はじめて降り立つヒューストン以外の地。森に差し込む夕日と木々を吹き抜ける風、足元の柔らかい土と枯葉の感触に、ブルックスは心の奥深くを揺り動かされる何かを感じた。
いつもと違う色の空を呆けたように見上げていたブルックスが、何かの足音に視線を戻す。
人がいる。
「言葉を忘れた民」だ。
少女だ。大きな鹿の死体を肩に担いでいる。血と泥に塗れた顔、長い乱れた髪。赤黒く日焼けした身体。動物の皮の衣服から、スラリと長い筋肉質の脚を出している。

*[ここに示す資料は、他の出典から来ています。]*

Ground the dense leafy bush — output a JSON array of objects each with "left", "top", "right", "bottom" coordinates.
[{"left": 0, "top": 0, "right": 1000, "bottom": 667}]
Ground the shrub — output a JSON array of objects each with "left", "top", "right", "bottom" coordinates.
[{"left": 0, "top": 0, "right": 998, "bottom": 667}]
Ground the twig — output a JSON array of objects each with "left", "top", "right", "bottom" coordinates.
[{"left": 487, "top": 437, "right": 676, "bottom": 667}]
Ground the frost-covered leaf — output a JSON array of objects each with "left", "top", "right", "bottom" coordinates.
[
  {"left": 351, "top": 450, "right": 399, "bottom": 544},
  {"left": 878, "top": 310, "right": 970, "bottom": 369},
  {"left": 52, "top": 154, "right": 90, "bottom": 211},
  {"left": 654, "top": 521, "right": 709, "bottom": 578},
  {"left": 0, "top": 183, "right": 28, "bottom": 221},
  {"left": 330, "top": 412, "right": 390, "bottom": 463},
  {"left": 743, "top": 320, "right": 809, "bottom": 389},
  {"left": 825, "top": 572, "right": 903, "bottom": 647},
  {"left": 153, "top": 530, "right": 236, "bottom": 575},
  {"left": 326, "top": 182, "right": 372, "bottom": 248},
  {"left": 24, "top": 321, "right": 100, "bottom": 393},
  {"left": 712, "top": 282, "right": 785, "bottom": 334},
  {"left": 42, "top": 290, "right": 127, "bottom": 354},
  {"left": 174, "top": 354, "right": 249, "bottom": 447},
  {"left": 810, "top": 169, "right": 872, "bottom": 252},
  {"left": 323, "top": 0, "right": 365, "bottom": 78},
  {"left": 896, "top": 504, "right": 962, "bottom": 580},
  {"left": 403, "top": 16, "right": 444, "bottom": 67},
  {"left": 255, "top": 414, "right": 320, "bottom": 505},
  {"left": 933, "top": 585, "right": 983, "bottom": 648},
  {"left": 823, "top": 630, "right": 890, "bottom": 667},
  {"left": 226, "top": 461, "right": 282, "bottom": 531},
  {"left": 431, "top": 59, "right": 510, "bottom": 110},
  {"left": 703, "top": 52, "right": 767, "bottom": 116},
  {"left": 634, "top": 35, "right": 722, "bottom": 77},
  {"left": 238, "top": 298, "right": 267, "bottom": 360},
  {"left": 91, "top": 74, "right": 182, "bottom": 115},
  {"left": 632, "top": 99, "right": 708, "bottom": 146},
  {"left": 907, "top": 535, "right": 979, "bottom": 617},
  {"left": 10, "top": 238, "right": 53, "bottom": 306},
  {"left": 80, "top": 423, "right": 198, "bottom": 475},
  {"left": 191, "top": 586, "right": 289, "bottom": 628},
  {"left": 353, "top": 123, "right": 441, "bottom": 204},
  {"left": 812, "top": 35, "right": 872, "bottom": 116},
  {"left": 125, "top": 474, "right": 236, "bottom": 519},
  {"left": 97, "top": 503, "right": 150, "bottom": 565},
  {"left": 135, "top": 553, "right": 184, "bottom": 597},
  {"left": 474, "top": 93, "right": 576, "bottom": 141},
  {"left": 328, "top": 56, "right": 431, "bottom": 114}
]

大きな丸い目でブルックスを見ているが、ふと何かに気づいたように彼の頭を指さし
「ブワッ!」
と何度も叫ぶ。
ブルックスは最初、鬨の声のような奇声を発しているだけかと思ったが、何かを伝えようとしているようだ。
耳を澄ませるが理解できるはずもなく、参ったな……と髪をかき上げるとブルックスは濡れた感触を覚えた。
真っ赤に染まっている自分の手の平を見て、ブルックスは気づいた。
「ブワッ!ブラッ……Blood(血)」
目の前の少女はひどく訛っているが、英語に近い言葉を喋っている。
そして、目下こちらのほうが重要だ。僕は今頭から血を流していて、気が遠くなってきている。
ヒューストンから見捨てられたこの荒野で、僕の意識は闇に落ちていった。